United Bank for Africa (UBA) a bouclé l’exercice 2024 avec des résultats solides, marqués par une hausse de 6 % de son bénéfice avant impôts, qui s’établit à 803,7 milliards de nairas (321,5 milliards FCFA). Le bénéfice net a, quant à lui, grimpé de 26,14 %, atteignant 766,5 milliards de nairas (306,6 milliards FCFA), contre 607,6 milliards de nairas (243,0 milliards FCFA) en 2023.
L’embellie des résultats financiers de la banque repose essentiellement sur ses revenus d’intérêts, profitant d’un environnement de taux élevés. Son revenu net d’intérêts a bondi à 1,5 billion de nairas (600,0 milliards FCFA), porté par des revenus solides provenant des prêts et avances, ainsi que d’importants investissements dans des titres d’État, notamment les bons du Trésor.

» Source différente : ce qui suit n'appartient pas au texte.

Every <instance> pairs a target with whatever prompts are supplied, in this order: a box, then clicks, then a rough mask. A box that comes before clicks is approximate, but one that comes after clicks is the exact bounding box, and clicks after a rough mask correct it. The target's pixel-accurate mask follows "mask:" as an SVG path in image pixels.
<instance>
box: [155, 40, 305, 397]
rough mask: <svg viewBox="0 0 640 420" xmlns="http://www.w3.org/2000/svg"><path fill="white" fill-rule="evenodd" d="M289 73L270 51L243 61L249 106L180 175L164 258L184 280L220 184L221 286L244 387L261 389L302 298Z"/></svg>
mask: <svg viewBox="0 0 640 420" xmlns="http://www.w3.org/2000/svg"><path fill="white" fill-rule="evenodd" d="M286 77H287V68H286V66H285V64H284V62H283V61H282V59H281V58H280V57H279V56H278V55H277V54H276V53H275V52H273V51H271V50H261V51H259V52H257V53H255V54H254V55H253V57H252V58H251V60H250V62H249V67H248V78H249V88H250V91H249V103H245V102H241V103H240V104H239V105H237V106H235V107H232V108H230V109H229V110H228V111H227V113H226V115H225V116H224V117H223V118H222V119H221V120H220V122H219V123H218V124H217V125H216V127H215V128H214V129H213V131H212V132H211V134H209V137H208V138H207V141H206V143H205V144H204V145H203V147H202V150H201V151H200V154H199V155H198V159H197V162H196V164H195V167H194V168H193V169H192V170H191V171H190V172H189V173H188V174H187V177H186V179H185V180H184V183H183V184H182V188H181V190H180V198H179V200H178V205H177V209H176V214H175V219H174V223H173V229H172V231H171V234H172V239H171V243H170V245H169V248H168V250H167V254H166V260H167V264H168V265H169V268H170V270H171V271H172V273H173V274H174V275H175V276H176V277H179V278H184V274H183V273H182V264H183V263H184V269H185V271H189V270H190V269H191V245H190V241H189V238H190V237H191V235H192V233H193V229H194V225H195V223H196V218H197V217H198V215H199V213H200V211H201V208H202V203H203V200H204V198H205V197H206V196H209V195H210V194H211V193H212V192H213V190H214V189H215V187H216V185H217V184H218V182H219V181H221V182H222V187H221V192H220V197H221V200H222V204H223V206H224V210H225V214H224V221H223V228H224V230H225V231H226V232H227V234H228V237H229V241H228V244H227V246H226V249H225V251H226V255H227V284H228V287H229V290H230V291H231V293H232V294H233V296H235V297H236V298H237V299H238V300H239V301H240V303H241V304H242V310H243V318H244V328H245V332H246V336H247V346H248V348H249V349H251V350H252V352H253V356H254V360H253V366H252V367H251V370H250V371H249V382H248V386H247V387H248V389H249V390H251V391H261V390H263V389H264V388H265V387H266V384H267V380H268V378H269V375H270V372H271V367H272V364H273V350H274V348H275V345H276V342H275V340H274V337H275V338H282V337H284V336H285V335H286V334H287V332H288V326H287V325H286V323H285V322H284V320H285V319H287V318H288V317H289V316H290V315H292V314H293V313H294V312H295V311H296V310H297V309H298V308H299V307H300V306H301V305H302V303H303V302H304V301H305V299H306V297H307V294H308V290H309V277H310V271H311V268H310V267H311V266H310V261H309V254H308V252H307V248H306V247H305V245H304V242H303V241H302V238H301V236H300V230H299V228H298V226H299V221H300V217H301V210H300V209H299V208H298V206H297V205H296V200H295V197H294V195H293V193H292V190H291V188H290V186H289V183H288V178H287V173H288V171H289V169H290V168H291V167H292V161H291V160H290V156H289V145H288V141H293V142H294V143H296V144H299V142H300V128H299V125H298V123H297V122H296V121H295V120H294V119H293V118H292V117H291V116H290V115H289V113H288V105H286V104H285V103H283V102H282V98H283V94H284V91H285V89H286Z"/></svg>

Les placements dans ces instruments sans risque ont généré à eux seuls 1,1 billion de nairas (440,0 milliards FCFA), soit près de la moitié des 2,3 billions de nairas (920,0 milliards FCFA) de revenus d’intérêts de la banque. Toutefois, cette stratégie a également augmenté ses charges d’intérêts, qui ont quasiment triplé, grimpant de 128,18 % pour atteindre 839,2 milliards de nairas (335,7 milliards FCFA), reflet de la hausse du coût des fonds dans un contexte monétaire tendu.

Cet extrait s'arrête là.